香りだけでも甘ったるい。口直しに自分の分を口に入れる。
「食ってみるか?」
「くれんなら」
「口開けろ」
すぐに少し開いた口にヘーゼルをすくってスプーンを突っこむ。
はむ、と音がしそうな勢いで閉じる唇に少し指先が触れる。
舌で味わう表情を眺めているのは楽しい、最近ようやく食べ物をおいしそうに食べるようになった。
「斜め後ろの」
「ん?」
「一人でいる男――さっきから、おまえを見てるんだが」
「ああ、…」
「知ってる人間か?」
「ん、…なんか、…見覚えがあるような、…ないような…?」
「もうボケやがったのか?」
「んなことねぇ、…んー?」
青年はジェラードを口に放り込みながら考えている。
記憶力は悪くないはずだが、それがきちんと整理されているとは言い難いのが青年の悪い癖だ。
思い出すには時間がかかる、インデックスはぐちゃぐちゃだ。
男は今日は機嫌がいいのでそれを待っていてやっている。
自分の左横の女たちが、耳をそばだてて自分たちの会話を聞いているのを楽しんでいるので。
「あ」
ようやくライブラリの引き出しは開けられたようだ。
「思い出したか?」
「ああ、うん、多分、なぁ…? 十年…? そんくらいだなぁ…?」
「なんだ?」
「んー、昔なぁ…ちょっと、世話になったんだぁ…」
「そうか」
「挨拶、してきていいか?」
伺うように見てくる瞳が少し不安そう、そして不審そうなのを確認する。
十年前の知り合いといえば自分には関係ない時間の話だ、嫉妬を感じないわけではないが、今ここでこの男を見ているというのも気になる。これから向かうバカンスに水をさすような不安は取り除きたいと思う気持ちは男とて同じ、上司として許可をした。

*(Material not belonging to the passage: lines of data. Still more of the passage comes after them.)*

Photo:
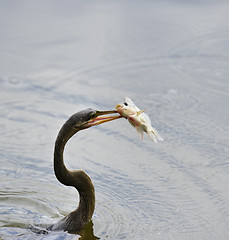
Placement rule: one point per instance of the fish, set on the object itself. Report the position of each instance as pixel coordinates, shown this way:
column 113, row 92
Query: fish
column 138, row 119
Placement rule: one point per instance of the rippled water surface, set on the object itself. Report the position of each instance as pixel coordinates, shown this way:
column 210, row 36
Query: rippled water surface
column 172, row 59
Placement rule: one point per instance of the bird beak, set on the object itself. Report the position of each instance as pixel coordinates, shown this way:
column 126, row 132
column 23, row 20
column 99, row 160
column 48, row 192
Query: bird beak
column 102, row 117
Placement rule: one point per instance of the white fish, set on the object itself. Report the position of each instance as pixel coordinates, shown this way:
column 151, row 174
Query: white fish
column 138, row 119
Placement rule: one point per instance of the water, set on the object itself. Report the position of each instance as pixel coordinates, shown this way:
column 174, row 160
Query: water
column 172, row 59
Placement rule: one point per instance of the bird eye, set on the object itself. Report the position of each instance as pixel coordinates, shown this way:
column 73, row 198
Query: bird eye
column 93, row 115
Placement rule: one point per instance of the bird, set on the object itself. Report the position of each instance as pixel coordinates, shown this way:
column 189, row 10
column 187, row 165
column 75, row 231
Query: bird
column 77, row 219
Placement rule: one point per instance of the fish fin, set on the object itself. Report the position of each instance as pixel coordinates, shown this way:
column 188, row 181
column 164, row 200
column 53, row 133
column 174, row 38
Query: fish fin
column 140, row 132
column 140, row 112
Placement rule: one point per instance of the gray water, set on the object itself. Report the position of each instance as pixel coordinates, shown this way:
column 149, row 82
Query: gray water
column 172, row 59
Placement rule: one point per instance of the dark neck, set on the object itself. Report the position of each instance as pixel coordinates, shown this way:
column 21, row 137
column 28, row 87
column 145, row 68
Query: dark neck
column 78, row 179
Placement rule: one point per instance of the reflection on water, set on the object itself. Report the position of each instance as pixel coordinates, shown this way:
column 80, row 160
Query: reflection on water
column 172, row 60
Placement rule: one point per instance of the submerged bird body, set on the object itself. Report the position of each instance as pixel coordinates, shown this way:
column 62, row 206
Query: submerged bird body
column 138, row 119
column 76, row 220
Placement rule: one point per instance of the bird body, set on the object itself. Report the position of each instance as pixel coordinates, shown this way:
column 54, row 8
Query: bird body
column 77, row 219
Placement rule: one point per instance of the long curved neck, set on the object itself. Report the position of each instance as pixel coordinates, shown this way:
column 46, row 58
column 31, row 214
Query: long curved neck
column 78, row 179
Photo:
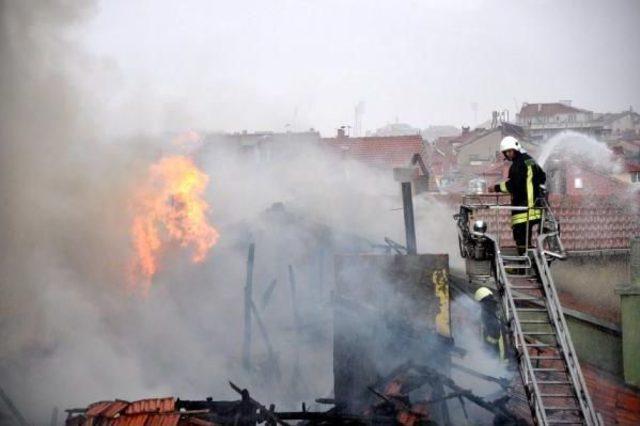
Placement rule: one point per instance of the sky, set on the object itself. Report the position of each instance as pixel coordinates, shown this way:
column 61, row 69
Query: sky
column 284, row 64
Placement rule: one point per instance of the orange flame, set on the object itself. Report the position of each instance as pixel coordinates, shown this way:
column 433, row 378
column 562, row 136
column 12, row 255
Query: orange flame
column 169, row 207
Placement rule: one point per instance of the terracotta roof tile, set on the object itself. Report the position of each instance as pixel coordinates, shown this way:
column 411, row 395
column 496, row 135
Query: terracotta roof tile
column 392, row 151
column 97, row 408
column 152, row 405
column 533, row 110
column 134, row 420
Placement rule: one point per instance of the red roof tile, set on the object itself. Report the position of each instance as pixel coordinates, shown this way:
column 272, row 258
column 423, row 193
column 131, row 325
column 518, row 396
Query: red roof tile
column 163, row 420
column 135, row 420
column 152, row 405
column 533, row 110
column 392, row 151
column 114, row 409
column 97, row 408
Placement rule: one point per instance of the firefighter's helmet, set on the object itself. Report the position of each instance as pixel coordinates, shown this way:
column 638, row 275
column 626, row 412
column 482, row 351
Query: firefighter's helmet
column 481, row 293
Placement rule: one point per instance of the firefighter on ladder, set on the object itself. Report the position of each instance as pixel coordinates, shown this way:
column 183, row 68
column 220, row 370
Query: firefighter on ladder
column 490, row 327
column 524, row 184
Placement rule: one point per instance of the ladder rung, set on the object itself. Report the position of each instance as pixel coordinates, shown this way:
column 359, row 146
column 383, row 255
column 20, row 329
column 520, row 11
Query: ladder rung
column 530, row 298
column 521, row 258
column 562, row 408
column 557, row 395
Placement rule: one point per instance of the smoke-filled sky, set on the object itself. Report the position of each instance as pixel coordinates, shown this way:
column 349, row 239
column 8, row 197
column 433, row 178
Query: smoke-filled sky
column 269, row 64
column 74, row 74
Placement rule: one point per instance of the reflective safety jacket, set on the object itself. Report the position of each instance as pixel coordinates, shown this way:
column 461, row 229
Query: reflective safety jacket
column 525, row 178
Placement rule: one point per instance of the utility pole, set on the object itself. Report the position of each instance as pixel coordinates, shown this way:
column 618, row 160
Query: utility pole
column 409, row 222
column 248, row 302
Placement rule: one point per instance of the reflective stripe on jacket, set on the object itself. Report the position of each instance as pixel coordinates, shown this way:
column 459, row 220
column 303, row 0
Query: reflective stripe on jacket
column 525, row 178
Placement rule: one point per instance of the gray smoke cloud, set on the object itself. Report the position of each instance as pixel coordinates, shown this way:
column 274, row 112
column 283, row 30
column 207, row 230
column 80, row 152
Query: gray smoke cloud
column 71, row 335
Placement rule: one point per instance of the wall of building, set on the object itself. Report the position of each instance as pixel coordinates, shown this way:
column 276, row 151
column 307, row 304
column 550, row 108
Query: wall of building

顎を引けば青年はすっと立ち上がって、それこそ流れるようにしなやかに背後の席へ歩いてゆく。
テーブルに手をつく姿勢すらどこか芝居じみていて、そうしてあたりに誰かいないか確認していることが伺い知れた。

自分を狙うような物好きなど、もうそれほどこの世にはいないことを互いに知ってはいるが、長年の習慣が油断を許さない。殺気ならだれよりも早く反応できるが、好奇心と興味以外の感情にいまだ慣れていないのだ。
青年が話し掛けたのは少し頭頂部の薄い中年の男で、ぱっと見た限りでは教師か公務員の雰囲気だ。ひどく嬉しそうに青年に話し掛ける邪気のない笑顔。青年はそれに少しだけ表情を崩して答える。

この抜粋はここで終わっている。